The 7 Governance Myths
Within the field of governance, there are several myths or commonly held beliefs which surround what good governance is. These myths can lead to the wrong focus, bad practice or even failure. I would like to share with you my thoughts on what I call the ‘7 Governance Myths’ to lift some of the cloud of doubt about what good governance actually looks like. I will share the first four in this blog and follow up next time with the remaining three.
As a non-executive director you get the best out of your executive colleagues by always keeping them on their toes.
In a unitary board environment where executives attend and contribute in board meetings. board’s work better collectively when there is a collegiate approach.

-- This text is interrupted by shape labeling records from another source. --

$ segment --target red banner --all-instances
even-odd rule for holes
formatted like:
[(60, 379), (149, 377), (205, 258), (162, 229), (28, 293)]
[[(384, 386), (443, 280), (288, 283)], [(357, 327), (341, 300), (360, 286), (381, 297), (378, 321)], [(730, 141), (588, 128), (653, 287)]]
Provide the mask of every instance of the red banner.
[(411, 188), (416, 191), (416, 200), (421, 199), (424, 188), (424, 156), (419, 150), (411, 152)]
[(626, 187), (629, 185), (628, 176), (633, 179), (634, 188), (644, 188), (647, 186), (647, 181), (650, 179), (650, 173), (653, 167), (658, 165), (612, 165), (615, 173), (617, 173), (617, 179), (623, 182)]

An aggressive approach is counter-productive and although healthy tension and professional scepticism is recommended this should not extend to a conflicting environment. The board room should be a safe place for everyone to be able to perform to their best ability. One of the key roles of a non-executive director is to ensure that they remain independent and that they are able to challenge, stretch and scrutinise the executive team effectively but equally there should be support. This challenge must be appropriate and shouldn’t create a culture of ‘us and them’ within the organisation. Employees are motivated by understanding how their individual performance contributes to the success of the organisation and thrive when they are made to feel worthwhile.
In the quest to carry out their role as non-executives effectively as possible, they sometimes get too operational and feel that their compliance role justifies behaviour that can be very demotivating. Executives should not be directed in such a way that they feel undervalued- monitoring, scrutiny and challenge doesn’t mean there can’t be praise.
Risk management, particularly in complex organisations should be left to specialist individuals and committees.
Boards are sometimes complacent about their responsibilities around risk management and take comfort in the activities of the specialists that are employed on risk committees, but it is their responsibility to ensure that they carry out a robust assessment of the principle risks and how to mitigate them.
Risk management is a key component in the organisation’s wider governance framework. Management control, internal control measures, and oversight functions are the first and second lines of defence and the board must ensure that they are confident that they work effectively. The internal audit function and how the board manages the function will then become an integral part of the management of risk.
There have been many corporate failures where the board were competent and were provided with good risk plans and processes but failed to gain sufficient assurance on many of the indicators that they were presumably monitoring. The larger and more complex an organisation is, the more difficult it will be to get the assurance that a board member needs. Establishing the professional internal audit activity is a crucial part of the governance activity of the organisation but board members need to ensure that they carry out their role.
We are all now familiar with the term ‘Black Swan’ and organisations that function well at both strategic and operational level will cope better with those ‘Black Swan’ events. Andrew Grove speaks about strategic inflection points in his book, ‘Only The Paranoid Survive’ describing the moments in any business when massive change occurs. Every board member has a responsibility to consider the risk that sooner or later something fundamental in your business world will change.
Providing you have a really good executive team who are efficient in carrying out their role, as a non-executive you should leave them to it.
Executive teams, as the term suggests, are operational by nature, boards are there to set the strategic direction and monitor the activity of the executive to ensure that it stays on track. You need to have that strategic balance coming from the board. The relationship between the exec and non-exec is fundamental to a well-run organisation. But a cosy relationship is to be avoided.
Getting the balance right between offering guidance and support and getting into the detail, the phrase “nose in, fingers out” springs to mind. While good relationships should be maintained between the board and the executive, the board should not be afraid to disagree and offer constructive solutions that promote the success of the company. There is a real risk of just rubber-stamping where the board members do not have sufficient expertise to provide value to the executive function. Good staff teams welcome positive contributions, stretch and scrutiny but most important is a different perspective or experience from another sector or business without the non-executive getting too operational.
A reliable and competent executive team is a definite asset for an organisation and a fundamental ingredient for any successful company but the better the executive team is, the better the board needs to be!
When there are major disasters you must get rid of the Chair/CEO or both
It may or may not be necessary to get rid of Chair/CEO to fix a problem. What is crucial is that the root causes of failure are understood and often, these problems can be embedded in the culture of the organisation. More often than not, it is the prevailing culture of an organisation that contributes to failures in governance. When there is a scandal, stakeholders will want to find someone to blame and while it is true that the buck stops at the top, the solution is wider than that.
Dealing with issues such as conflict on the board and passivity in the boardroom, can be more effective than assuming that getting rid of the chair or CEO will improve governance.
There are many examples of where the solution actually was to change the board, get the whole board to stand down and then the organisation will start again with a new Chair and more effective strategic leadership.
I remember way back in 2008, Sharon Shoesmith was dismissed from Haringey Council in the wake of the death of 17 month old Peter Connelly, known as Baby P, yet the children’s services department and others across the country have continued to experience challenges in being able to protect children from harm. The problem was wider than an individual. By the way, she has since received a financial settlement after the appeal court ruled she had been unfairly dismissed and “unfairly scapegoated.”